A: Yes, but the dosage must be adjusted based on creatinine clearance.
Q5: What are the contraindications to using Meropenem?
A: Known hypersensitivity to meropenem or other carbapenems and a history of anaphylactic reactions to beta-lactam antibiotics.
Q6: Does Meropenem interact with other medications?
A: Yes. Clinically significant interactions can occur with probenecid, valproic acid, anticoagulants, and potentially other antibiotics. See Drug Interactions section for more details.

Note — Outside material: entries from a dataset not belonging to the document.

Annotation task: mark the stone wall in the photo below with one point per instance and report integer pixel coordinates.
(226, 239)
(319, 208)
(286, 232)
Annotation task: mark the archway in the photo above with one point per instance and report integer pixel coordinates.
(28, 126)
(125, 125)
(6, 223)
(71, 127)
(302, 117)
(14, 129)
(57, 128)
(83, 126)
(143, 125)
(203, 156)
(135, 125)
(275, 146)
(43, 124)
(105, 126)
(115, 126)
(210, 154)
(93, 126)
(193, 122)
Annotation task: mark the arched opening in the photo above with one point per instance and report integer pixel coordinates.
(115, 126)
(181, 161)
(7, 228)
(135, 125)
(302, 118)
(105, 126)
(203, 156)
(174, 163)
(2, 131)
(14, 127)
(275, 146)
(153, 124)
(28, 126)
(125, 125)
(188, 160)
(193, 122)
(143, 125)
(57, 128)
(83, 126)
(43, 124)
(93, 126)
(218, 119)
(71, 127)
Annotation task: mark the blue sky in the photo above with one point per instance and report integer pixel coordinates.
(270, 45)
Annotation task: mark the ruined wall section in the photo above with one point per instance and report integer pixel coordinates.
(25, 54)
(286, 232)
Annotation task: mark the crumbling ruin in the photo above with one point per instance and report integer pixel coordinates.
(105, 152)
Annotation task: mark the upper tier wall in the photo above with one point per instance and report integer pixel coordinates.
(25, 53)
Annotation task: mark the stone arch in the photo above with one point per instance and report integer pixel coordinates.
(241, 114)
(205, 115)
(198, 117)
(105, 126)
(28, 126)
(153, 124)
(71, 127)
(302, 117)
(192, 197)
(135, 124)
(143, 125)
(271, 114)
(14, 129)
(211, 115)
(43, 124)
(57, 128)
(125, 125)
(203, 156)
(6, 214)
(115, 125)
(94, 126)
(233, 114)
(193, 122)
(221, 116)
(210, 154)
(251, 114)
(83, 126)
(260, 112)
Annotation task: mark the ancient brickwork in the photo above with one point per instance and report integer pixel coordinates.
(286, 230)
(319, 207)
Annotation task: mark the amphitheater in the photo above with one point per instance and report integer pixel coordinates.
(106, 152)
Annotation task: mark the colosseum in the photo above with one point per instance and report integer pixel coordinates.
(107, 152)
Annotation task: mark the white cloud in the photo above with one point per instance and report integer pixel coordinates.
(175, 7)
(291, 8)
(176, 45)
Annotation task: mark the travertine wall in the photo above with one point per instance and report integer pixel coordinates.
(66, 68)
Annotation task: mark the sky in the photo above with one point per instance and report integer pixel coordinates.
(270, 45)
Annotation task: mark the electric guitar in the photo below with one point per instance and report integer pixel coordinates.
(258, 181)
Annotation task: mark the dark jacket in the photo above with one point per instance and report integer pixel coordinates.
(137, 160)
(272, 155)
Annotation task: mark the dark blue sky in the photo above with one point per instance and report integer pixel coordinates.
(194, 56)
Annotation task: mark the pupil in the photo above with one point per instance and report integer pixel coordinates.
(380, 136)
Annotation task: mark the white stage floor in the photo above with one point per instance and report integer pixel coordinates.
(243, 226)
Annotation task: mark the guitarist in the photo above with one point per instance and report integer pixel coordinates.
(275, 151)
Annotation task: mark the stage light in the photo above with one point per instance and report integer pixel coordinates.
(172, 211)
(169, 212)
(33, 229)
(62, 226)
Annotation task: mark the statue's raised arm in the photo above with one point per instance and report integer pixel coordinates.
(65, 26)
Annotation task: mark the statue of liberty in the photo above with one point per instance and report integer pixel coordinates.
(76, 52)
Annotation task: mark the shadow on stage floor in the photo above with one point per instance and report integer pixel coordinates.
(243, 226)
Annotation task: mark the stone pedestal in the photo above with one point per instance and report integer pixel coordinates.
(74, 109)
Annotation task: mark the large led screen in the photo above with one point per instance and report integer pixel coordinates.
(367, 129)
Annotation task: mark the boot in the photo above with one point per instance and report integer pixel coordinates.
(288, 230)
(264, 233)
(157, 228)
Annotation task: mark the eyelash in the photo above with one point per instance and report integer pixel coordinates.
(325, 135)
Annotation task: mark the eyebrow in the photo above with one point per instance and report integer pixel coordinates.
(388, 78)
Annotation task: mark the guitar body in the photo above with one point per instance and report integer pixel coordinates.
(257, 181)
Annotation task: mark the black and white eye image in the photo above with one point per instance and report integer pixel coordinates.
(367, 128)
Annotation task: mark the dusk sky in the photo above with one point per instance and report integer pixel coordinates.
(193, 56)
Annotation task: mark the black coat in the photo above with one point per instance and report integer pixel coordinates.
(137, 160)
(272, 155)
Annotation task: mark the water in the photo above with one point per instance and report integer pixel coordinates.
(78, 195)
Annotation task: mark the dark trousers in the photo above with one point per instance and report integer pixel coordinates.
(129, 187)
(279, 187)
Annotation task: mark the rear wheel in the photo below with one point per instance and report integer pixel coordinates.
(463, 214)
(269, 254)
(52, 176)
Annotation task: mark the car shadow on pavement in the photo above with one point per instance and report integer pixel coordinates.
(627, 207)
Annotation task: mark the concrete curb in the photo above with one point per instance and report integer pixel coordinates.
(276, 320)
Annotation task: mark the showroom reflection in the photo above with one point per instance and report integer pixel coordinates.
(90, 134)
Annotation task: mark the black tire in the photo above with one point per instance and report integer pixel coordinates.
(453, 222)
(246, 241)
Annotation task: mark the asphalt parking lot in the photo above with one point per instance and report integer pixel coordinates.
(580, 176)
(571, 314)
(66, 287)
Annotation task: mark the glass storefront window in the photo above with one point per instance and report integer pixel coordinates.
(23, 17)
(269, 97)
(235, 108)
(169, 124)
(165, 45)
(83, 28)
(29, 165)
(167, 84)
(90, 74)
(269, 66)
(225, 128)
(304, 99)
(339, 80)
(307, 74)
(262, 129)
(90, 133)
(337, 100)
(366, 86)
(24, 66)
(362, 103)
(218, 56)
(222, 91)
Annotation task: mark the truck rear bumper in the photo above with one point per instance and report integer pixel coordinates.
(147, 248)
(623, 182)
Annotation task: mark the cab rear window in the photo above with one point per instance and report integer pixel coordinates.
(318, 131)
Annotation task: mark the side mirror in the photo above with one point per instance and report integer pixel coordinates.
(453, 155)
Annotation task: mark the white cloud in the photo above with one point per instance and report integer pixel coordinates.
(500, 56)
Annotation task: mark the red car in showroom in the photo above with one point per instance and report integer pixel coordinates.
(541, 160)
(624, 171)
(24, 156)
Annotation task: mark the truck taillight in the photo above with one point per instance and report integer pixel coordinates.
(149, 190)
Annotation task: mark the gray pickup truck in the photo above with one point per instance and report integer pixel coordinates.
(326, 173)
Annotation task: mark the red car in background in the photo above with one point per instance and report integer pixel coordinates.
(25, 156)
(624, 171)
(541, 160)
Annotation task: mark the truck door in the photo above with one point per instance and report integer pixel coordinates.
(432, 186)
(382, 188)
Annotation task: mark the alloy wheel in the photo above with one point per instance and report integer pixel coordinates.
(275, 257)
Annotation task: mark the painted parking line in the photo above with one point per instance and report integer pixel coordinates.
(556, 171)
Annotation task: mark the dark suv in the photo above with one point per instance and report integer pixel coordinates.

Q7: Can Meropenem be used during pregnancy and breastfeeding?
A: It should be used cautiously during pregnancy and breastfeeding. Consult the Pregnancy and Breastfeeding section for detailed information.
Q8: What should be monitored during Meropenem therapy?
A: Renal function, liver function tests, complete blood count during prolonged therapy, signs and symptoms of infection, and clinical response.
Q9: How does meropenem differ from other carbapenems?
A: Meropenem is generally well-tolerated and has a lower risk of seizures compared to imipenem. It is also stable against dehydropeptidase-1, meaning it does not need to be co-administered with cilastatin. Its spectrum of activity is similar to other carbapenems, covering a wide range of Gram-positive and Gram-negative bacteria.
Q10: What are the signs of a severe allergic reaction to meropenem?
A: Signs of a severe allergic reaction (anaphylaxis) can include difficulty breathing, swelling of the face, lips, or tongue, hives, rash, itching, and a rapid or weak pulse. Seek immediate medical attention if these occur.